It’s very smart for colleges to be on high alert. Any time you have so many people living so closely, diseases can spread rapidly.

Katherine Mangan of the Chronicle of Higher Education reports.

As Ebola Fears Touch Campuses, Officials Respond With an ‘Excess of Caution’

Colleges across the country faced Ebola scares this week that sent at least one graduate student to the hospital, several employees into quarantine, and untold numbers of students into an unnecessary panic.

The widespread fear that has gripped the nation since two health-care workers in Dallas contracted the Ebola virus from a Liberian man who died there on October 8 has campus officials performing a delicate dance.

On the one hand, they want to take extra precautions when there is even a remote chance Ebola might find its way onto their campuses.

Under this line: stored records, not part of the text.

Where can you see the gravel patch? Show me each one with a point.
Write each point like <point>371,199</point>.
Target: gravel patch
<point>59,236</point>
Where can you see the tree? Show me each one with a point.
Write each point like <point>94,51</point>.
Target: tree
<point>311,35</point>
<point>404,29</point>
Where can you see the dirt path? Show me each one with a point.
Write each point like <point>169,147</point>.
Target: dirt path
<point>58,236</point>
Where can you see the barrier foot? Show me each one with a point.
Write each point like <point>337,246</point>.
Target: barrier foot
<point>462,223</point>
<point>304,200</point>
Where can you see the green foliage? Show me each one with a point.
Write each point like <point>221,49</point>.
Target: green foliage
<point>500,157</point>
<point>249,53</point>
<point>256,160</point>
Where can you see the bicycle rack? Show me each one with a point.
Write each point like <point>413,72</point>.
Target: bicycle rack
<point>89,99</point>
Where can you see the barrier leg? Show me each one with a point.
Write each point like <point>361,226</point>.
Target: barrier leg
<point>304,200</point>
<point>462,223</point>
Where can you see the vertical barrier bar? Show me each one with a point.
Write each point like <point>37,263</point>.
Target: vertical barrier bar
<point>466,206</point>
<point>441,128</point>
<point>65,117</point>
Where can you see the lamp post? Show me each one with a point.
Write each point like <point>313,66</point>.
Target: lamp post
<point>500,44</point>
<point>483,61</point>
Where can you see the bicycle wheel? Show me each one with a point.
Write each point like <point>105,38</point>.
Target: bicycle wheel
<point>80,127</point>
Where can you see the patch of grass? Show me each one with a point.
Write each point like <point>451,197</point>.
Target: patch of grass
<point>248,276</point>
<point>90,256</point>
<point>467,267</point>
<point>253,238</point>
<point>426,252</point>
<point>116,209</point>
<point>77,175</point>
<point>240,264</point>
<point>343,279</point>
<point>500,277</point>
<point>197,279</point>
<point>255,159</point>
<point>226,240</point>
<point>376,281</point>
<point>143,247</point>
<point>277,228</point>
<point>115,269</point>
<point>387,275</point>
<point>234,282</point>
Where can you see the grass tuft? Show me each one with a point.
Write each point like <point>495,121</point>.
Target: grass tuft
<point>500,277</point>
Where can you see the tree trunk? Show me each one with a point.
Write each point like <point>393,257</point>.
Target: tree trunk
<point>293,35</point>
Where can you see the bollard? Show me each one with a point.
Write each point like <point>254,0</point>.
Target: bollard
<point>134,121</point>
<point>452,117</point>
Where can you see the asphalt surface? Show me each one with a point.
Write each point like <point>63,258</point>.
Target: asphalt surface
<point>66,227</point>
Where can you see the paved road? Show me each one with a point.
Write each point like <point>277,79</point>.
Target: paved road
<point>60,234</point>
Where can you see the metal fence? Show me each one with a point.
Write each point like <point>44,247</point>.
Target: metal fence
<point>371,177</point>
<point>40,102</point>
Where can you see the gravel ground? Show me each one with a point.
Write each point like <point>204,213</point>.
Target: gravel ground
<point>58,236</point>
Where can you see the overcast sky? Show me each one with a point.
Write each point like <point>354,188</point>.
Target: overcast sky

On the other hand, they’re trying to avoid what a University of Wisconsin epidemiologist called “hysterical reactions that are not based on science.”

Few would fault Yale University for hospitalizing a doctoral student who came down with Ebola-like symptoms on Wednesday night, four days after returning from Liberia.

The public-health student tested negative for Ebola after 24 tense hours in which he was treated in isolation at Yale-New Haven Hospital.

The student, who wasn’t identified, is one of two students who were working with health officials in Liberia on a computer disease-tracking system. Even though they said they hadn’t been in contact with infected patients, the students volunteered to stay away from work for 21 days, the generally recognized incubation time for the virus, but university officials decided that wasn’t necessary.

The decision to hospitalize the student after a low-grade fever was detected was made “out of an abundance of caution,” based on the recommendations of doctors and local, state, and federal officials, Yale’s president, Peter Salovey, said in a written statement.